El Mago
Llegaste por azar a mi vida, sin saber el juego que comenzaría, con tu dulce mirada me abres el camino a este sueño
deliciosa ilusión me entregaste al abrir las manos, cae tu capa quedando expuesta la magia, estamos la noche y yo... tú y la noche.
Comienzas el primer acto, pero aqui no hay un conejo en el sombrero, solo los más deliciosos deseos... trucos, ilusiones, todo será lascivia y lujuria en esta función, vas encantando a pasos sueltos hasta mis más íntimos senderos.
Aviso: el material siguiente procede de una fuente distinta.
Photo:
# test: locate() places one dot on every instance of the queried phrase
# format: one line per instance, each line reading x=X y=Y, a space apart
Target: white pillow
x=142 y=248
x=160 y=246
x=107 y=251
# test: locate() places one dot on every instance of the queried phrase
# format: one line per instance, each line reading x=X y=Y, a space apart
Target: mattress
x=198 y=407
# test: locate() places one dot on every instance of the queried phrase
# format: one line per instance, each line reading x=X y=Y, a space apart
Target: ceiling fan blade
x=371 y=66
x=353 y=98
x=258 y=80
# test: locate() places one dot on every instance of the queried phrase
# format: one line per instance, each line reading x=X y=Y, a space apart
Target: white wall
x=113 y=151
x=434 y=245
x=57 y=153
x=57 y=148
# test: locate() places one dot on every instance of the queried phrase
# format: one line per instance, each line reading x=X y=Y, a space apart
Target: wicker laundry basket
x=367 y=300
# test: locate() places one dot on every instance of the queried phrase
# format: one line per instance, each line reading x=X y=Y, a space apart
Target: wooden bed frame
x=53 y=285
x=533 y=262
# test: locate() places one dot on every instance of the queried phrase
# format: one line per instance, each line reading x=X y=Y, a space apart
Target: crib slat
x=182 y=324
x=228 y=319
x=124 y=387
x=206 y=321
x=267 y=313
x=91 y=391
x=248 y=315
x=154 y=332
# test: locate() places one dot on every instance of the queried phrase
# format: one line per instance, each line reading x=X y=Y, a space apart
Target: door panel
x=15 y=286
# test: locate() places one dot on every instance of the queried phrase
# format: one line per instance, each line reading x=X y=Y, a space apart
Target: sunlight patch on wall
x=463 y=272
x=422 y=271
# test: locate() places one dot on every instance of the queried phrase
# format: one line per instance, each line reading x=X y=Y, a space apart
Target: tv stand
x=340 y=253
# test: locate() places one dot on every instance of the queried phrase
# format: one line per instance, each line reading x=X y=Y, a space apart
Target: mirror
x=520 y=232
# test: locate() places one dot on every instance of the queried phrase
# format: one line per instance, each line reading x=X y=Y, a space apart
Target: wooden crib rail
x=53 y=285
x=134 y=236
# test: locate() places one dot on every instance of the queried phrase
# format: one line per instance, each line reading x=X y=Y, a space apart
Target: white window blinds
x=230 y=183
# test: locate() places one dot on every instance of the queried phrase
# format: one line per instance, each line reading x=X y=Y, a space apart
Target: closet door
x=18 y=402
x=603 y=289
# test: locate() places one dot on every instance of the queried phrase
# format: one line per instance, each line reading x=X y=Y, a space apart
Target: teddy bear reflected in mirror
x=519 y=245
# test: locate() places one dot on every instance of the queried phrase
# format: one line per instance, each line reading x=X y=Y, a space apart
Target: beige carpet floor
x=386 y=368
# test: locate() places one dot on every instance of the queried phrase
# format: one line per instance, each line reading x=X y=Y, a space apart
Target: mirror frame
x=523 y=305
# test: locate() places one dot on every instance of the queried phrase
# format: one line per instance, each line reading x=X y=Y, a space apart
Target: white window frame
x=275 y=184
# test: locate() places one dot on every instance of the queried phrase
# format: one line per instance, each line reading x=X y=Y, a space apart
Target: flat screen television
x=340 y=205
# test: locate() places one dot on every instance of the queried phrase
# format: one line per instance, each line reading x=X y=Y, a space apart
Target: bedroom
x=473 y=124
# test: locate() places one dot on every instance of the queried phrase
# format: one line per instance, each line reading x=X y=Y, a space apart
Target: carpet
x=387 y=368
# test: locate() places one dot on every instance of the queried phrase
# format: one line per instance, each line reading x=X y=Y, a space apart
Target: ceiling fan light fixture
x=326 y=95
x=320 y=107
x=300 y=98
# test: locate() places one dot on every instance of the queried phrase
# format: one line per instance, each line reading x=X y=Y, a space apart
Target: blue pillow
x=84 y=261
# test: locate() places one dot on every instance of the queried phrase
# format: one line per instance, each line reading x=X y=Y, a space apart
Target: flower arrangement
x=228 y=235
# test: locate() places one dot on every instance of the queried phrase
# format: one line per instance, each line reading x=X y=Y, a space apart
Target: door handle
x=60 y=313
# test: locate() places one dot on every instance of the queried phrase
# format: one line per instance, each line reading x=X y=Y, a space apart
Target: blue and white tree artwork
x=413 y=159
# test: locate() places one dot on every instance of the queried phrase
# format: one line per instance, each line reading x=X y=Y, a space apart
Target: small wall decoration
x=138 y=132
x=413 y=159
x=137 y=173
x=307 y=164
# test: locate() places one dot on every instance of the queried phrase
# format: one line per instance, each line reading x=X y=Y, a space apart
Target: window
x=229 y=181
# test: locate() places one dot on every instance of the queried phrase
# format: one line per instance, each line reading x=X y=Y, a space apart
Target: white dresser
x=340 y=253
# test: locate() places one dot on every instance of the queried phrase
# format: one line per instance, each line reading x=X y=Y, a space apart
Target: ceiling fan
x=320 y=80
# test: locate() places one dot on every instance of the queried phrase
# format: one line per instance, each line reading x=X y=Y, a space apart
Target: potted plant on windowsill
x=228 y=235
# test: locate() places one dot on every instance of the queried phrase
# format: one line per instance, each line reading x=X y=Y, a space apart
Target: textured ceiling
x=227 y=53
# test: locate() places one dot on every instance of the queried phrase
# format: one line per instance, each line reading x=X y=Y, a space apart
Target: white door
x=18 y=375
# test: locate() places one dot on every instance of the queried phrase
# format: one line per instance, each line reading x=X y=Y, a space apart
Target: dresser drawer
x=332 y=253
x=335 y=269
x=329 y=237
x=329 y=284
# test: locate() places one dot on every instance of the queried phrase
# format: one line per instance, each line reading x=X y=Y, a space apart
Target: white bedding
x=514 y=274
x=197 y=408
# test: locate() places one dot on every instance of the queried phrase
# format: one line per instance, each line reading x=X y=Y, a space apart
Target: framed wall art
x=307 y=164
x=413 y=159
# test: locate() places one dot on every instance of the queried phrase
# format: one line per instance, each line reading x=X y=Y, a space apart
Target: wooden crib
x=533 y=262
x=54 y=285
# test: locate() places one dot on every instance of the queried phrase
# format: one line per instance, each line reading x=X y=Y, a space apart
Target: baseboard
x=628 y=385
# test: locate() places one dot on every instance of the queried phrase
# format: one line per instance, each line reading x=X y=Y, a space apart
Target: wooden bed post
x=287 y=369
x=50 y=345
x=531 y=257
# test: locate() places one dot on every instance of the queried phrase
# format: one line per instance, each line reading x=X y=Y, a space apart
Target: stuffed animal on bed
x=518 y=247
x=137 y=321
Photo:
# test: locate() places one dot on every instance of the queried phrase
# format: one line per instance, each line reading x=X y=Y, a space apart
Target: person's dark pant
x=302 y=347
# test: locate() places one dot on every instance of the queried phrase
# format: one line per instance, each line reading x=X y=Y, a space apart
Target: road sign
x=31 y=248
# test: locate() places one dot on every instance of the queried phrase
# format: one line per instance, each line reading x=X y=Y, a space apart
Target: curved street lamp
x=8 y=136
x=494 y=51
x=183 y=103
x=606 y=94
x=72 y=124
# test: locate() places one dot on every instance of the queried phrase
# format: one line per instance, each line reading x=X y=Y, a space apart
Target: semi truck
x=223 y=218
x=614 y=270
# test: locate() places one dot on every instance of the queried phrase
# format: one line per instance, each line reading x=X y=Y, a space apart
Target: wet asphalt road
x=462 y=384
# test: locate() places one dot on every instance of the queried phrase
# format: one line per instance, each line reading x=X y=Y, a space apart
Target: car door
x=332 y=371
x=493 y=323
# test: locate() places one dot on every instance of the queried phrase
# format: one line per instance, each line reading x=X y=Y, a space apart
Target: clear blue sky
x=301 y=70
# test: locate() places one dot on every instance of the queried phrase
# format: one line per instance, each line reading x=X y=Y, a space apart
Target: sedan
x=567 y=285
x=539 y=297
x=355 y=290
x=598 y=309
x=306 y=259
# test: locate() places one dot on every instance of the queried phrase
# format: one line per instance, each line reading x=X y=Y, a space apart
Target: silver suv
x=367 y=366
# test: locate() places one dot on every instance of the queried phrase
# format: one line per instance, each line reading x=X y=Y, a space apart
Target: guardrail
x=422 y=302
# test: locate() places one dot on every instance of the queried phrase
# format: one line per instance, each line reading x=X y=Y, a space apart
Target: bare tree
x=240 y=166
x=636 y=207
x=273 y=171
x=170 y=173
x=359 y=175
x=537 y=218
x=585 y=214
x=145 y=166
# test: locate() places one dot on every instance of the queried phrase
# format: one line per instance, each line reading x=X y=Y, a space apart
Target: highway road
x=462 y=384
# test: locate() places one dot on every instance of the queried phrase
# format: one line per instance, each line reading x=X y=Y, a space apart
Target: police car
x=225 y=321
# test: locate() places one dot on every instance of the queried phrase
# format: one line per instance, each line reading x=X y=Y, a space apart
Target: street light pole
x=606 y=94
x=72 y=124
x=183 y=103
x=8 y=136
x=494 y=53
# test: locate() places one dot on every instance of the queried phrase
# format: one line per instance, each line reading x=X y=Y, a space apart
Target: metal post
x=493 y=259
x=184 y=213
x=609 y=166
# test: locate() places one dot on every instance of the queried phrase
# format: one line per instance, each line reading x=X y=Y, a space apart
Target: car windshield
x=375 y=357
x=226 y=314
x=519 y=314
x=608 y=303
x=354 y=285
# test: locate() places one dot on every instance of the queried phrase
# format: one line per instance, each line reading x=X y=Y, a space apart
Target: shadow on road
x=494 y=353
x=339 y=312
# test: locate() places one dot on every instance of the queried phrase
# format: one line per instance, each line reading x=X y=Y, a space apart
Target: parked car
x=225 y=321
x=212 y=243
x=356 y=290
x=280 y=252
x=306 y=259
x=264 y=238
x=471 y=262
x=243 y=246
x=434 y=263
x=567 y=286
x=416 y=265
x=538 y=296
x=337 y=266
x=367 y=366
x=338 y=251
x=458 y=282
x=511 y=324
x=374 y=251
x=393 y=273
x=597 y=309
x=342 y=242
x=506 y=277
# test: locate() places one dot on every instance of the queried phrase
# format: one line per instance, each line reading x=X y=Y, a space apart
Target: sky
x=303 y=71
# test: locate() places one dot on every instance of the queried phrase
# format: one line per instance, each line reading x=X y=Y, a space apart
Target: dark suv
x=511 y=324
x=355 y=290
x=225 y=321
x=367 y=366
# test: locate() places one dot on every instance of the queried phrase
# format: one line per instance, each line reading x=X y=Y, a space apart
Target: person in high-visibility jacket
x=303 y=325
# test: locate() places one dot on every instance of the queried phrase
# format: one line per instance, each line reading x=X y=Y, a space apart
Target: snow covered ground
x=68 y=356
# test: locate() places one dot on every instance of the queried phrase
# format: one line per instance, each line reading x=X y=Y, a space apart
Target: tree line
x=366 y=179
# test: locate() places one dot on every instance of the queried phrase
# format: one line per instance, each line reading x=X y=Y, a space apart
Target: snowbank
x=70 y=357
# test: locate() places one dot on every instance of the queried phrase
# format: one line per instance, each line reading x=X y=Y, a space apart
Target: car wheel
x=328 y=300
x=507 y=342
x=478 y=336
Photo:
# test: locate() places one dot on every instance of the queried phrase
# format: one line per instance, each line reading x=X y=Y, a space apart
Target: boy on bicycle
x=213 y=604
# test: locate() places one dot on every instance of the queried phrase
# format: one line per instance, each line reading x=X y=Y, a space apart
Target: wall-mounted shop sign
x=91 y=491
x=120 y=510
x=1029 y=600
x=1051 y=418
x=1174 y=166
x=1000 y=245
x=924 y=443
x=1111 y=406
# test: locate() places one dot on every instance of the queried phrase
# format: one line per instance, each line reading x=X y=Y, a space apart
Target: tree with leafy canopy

Tinto esta el cielo, perfecto fondo para el escenario de tu sortilegio, me vuelves maliciosa en medio de este ensueño que me regalas, trazas con tus dedos lineas muy finas en mi piel, argucias para acompañar tu habilidad de mago...cuentas tres y apareces un suspiro que atrapas de mis labios, derramando en ellos tiernas palabras de magia blanca encantando mis sentidos.
Pasan poco a poco las horas, se van llenando con la impudicia de todos tus actos, desafías lo posible, un pase de tus manos y me conviertes en fiera que salvajemente te envuelve con el cuerpo, caen suaves gotas de sudor y esta energía las levita a nuestro alrededor, formando las estrellas de la noche espesa, que titilan bailando entre los jadeos y nuestra piel erizada... de nuevo uno... dos... y con tu calor cortas por mitad un gemido de mi esencia, para cubrirlo después con tu boca, uniéndolo con la humedad de un beso inténso; se acerca el final de este mágico momento, ovación de los sentidos, gritos de placer que se mezclan con el sonido de la madrugada, terminamos exhaustos entre fuego del mejor de todos los actos.
Quedamos tendidos en la marea que dejó tu magia, los cuerpos entrelazados, respiraciones agitadas; de pronto me murmuras al oído... - llegó la hora, aqui está el gran final-... te levantas haciendo una gran reverencia, levantas los brazos, todo en la habitación se eleva, y desvaneces la materia, te acercas y me arrastras hacia tu cuerpo, siento como tu piel ambar me enciende de nuevo, me tomas suevemente de las caderas, mirando muy dentro de mi, bailamos al compás de tu voz, y cuando pierdo la voluntad me encajas tus ojos oscuros, sonríes de una manera perversa...
- uno...dos y mi alma es tuya, llevándola contigo a tu mundo de quimera.